What Poweliks tells us about our current state of security

“No foreign nation, no hacker, should be able to shut down our networks, steal our trade secrets, or invade the privacy of American families, especially our kids.” – President Obama, State of the Union address, Jan. 20, 2015.

Amid all the partisan wrangling following the president’s State of the Union address, his comments about cyber security got virtually no attention, and there’s a real question whether legislation addressing this issue will even get a full hearing in Congress. Some say the proposed regulations go too far, others say they don’t go far enough, and many just shrug it off. It’s as if we’ve resigned ourselves to having sensitive information stolen and abused.

The U.S. Central Command, fashion house Bebe, financial services conglomerate Morgan Stanley, retailer Home Depot, entertainment giant Sony — these institutions are so different from each other, yet each has recently been involved in large-scale cyber vandalism. But as the president’s speech mentioned, it’s not just major corporations being victimized. Each of us is increasingly at risk from sophisticated threats.

One such threat is Poweliks. The worst thing about it is that it’s not a file — it resides in memory, where all malicious codes can be effectively concealed. Since it never actually drops a physical file on the system and instead injects itself into legitimate processes currently running (such as your browser), it basically piggybacks on trusted applications. As a result, Poweliks avoids detection from most existing security tools.

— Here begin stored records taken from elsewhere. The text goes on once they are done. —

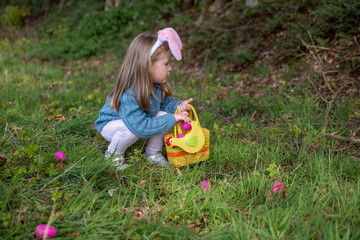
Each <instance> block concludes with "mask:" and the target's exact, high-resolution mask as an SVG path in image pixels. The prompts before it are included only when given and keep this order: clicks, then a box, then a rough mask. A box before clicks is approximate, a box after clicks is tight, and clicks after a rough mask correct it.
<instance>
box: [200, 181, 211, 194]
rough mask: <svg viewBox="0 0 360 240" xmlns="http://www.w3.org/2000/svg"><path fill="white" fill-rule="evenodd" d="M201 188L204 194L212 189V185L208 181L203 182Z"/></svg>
mask: <svg viewBox="0 0 360 240" xmlns="http://www.w3.org/2000/svg"><path fill="white" fill-rule="evenodd" d="M200 188H201V189H202V190H203V191H204V192H207V191H209V189H210V184H209V182H208V181H202V182H201V185H200Z"/></svg>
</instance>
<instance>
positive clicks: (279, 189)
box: [273, 181, 284, 193]
mask: <svg viewBox="0 0 360 240" xmlns="http://www.w3.org/2000/svg"><path fill="white" fill-rule="evenodd" d="M283 188H284V184H283V183H282V182H280V181H279V182H276V183H274V185H273V193H276V192H281V191H282V190H283Z"/></svg>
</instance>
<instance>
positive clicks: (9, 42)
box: [0, 32, 360, 239]
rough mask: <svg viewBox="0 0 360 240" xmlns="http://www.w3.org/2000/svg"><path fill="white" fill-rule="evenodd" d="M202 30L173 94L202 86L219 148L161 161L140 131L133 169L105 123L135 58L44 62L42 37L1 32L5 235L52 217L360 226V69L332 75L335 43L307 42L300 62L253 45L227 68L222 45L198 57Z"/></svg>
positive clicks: (269, 235)
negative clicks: (204, 151)
mask: <svg viewBox="0 0 360 240" xmlns="http://www.w3.org/2000/svg"><path fill="white" fill-rule="evenodd" d="M16 34H19V33H18V32H15V35H16ZM134 36H135V34H134ZM195 37H196V36H192V38H191V37H189V38H185V40H184V42H185V43H186V44H185V46H188V49H190V50H191V51H190V50H185V51H184V59H186V58H188V59H189V61H184V62H182V63H175V61H174V63H173V64H174V70H173V72H172V74H171V78H170V79H169V82H170V84H171V85H172V87H173V94H174V98H176V99H187V98H189V97H193V98H194V102H193V106H194V107H195V109H196V111H197V114H198V117H199V120H200V123H201V125H202V127H205V128H207V129H209V130H210V157H209V159H208V160H206V161H204V162H201V163H197V164H194V165H191V166H185V167H182V168H177V167H175V166H171V167H169V168H161V167H157V166H154V165H152V164H150V163H148V162H147V161H146V160H145V158H144V155H143V154H144V149H145V146H146V142H147V140H146V139H141V140H139V141H138V142H137V143H136V144H135V145H133V146H132V147H131V148H130V149H128V151H127V152H126V156H125V157H126V161H127V163H128V164H129V165H130V167H129V168H127V169H125V170H124V171H117V170H116V169H115V168H114V167H113V166H112V164H111V161H108V160H106V159H105V158H104V153H105V150H106V148H107V142H106V141H105V140H104V139H103V138H102V137H101V135H100V134H99V133H97V132H96V130H95V129H94V121H95V120H96V118H97V116H98V111H99V110H100V108H101V107H102V105H103V103H104V101H105V99H106V96H107V94H108V93H109V91H110V90H111V88H112V87H113V86H114V84H115V81H116V77H117V74H118V70H119V67H120V64H121V61H122V56H119V53H116V54H115V53H109V52H104V53H101V54H98V55H96V54H95V56H92V57H85V58H75V59H71V60H66V61H65V62H64V61H57V60H51V59H50V60H45V59H41V58H40V57H36V54H35V55H34V54H33V51H34V47H32V46H35V47H36V46H39V45H37V44H38V42H36V41H37V40H36V41H35V40H34V39H30V40H29V39H28V38H26V37H24V36H23V35H21V34H19V35H17V38H16V39H14V40H13V41H10V40H9V39H7V38H3V39H2V40H1V45H0V46H1V52H0V96H1V98H0V191H1V192H2V194H1V197H0V229H1V230H0V238H1V239H34V238H35V228H36V227H37V226H38V225H40V224H47V223H48V224H50V225H52V226H54V227H55V228H56V229H57V235H56V237H55V238H54V239H359V238H360V225H359V220H360V188H359V184H360V183H359V182H360V181H359V161H360V154H359V144H358V142H356V141H358V139H359V137H358V135H359V133H358V134H357V135H356V133H357V131H358V130H359V129H358V128H359V122H360V114H359V113H360V111H359V98H358V90H359V84H358V82H356V80H354V79H356V78H354V76H355V75H354V72H351V71H350V70H349V69H345V70H344V69H343V73H346V74H347V75H346V77H343V78H342V77H341V76H343V75H345V74H343V75H341V74H339V75H332V77H329V78H323V75H322V73H324V72H326V71H328V69H326V67H331V64H329V65H326V66H323V65H319V66H316V61H317V60H319V59H320V60H321V61H323V60H324V61H325V60H326V59H328V57H334V56H333V55H332V51H330V50H326V49H325V50H324V49H322V51H320V50H319V49H318V48H315V47H314V46H311V45H310V43H308V44H309V45H307V44H306V43H305V42H304V43H303V45H302V48H304V49H305V50H308V51H305V50H304V52H303V55H304V56H303V57H302V58H297V59H295V60H296V62H293V61H295V60H294V58H291V59H288V61H284V62H282V63H281V64H278V63H277V64H276V65H275V64H272V60H273V58H271V56H270V55H269V56H265V57H263V58H258V59H257V60H251V61H249V59H248V58H245V56H246V54H248V52H246V54H245V53H244V52H242V55H241V57H242V58H241V59H243V62H242V65H241V66H242V70H241V71H237V72H234V71H235V70H234V71H228V69H229V68H230V67H231V66H232V65H231V64H230V63H229V62H226V61H224V59H225V60H226V59H228V58H227V57H226V56H218V58H214V57H213V56H212V54H215V53H214V52H216V49H212V48H211V47H209V49H210V50H209V49H208V50H207V55H202V58H201V56H199V58H200V59H199V60H196V57H194V55H193V54H195V53H196V46H194V45H192V44H194V43H196V41H197V40H195ZM198 37H203V36H201V33H199V36H198ZM309 41H310V40H309ZM310 42H311V41H310ZM33 44H34V45H33ZM187 44H188V45H187ZM218 44H220V43H218ZM194 49H195V50H194ZM316 49H317V50H319V51H317V50H316ZM243 50H244V49H243ZM311 50H313V51H311ZM344 51H345V50H344ZM348 53H352V54H355V53H354V51H350V50H349V52H348ZM339 54H340V55H341V54H345V53H343V52H339ZM28 56H30V57H28ZM239 56H240V55H238V56H235V58H236V59H237V60H236V61H239V59H240V58H239ZM254 56H255V55H254ZM274 58H275V57H274ZM246 59H248V60H246ZM334 59H335V57H334ZM337 60H338V59H335V60H334V61H335V62H336V61H337ZM197 62H198V63H197ZM335 62H334V64H335ZM222 64H223V65H222ZM313 68H314V69H315V70H314V69H313ZM224 69H225V70H224ZM355 71H356V70H355ZM350 73H351V74H350ZM329 133H334V135H336V136H337V139H336V137H335V138H334V137H333V136H330V135H329ZM339 136H341V137H343V138H345V140H346V141H347V142H346V141H344V139H340V138H338V137H339ZM349 136H353V138H352V139H355V141H354V142H353V143H350V140H349V139H350V138H349ZM59 151H61V152H64V153H65V156H66V160H65V161H64V162H63V161H59V160H57V159H56V158H55V153H56V152H59ZM164 154H165V148H164ZM206 181H207V182H208V184H209V185H208V189H207V190H204V188H203V187H202V183H204V182H206ZM277 182H281V185H282V186H283V188H281V191H276V190H277V188H274V186H273V185H274V184H275V183H277Z"/></svg>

Even in the always-advancing field of information security threats, this is a big deal. Sure, exploits and their payloads will always evolve. However, until now, most have taken the form of a physical file on the system, which means they can be spotted and deleted with the right tools. Poweliks offers a few clues — entries in the registry, threads running within the process space of the browser, etc. — but it can generally cause havoc without sending out any real signals of its existence.

But if that’s the bad news, here’s how it gets worse.

In the future, Poweliks might be seen as a milestone in the ongoing journey that is information security. Yes, it’s just one more way for people to get infected, but it does require a level of sophistication that is hard to fight with most of the technologies currently available. And true to form, a few copycats have already emerged, such as Xswkit/Gootkit, identified by security researchers in early January. (These offshoots also leverage the registry to ensure persistence and load the malware, but they vary the method slightly by using HTML Application scripting.)

The fact that these threats are file-less (let’s hope that word doesn’t fully enter the lexicon) means cyber-criminals are investing heavily in software development, designing and deploying tools that can skirt even the strongest defenses. As more such strains emerge, many of the traditional anti-virus solutions currently in place will have to be improved or accompanied by tools that can detect these hard-to-spot infections. This means they’re increasingly difficult to get rid of.

On a related note, the fact that these threats can exist undetected is not the real problem. What’s really consequential is that while remaining in the registry and surviving off legitimate applications, they can wreck other programs and, of course, steal data. Now that’s a huge problem.

For the record, those of us on the right side of the law are doing our thing too. There are now removal guides and anti-exploit technologies available to hunt down and destroy the first wave of file-less infections. But prevention is still the best defense. It’s up to IT departments everywhere to step up and recognize we’ve entered a new phase in the information security wars. The attacks are getting better (again). Protection strategies and technologies need to get better too.

Pedro Bustamante is Director of Special Projects at Malwarebytes. He is a global expert on exploits and anti-exploit security technologies and formerly cofounded ZeroVulnerabilityLabs and served as its CEO; prior to that he was Senior Research Advisor and VP Product Management at Panda Security.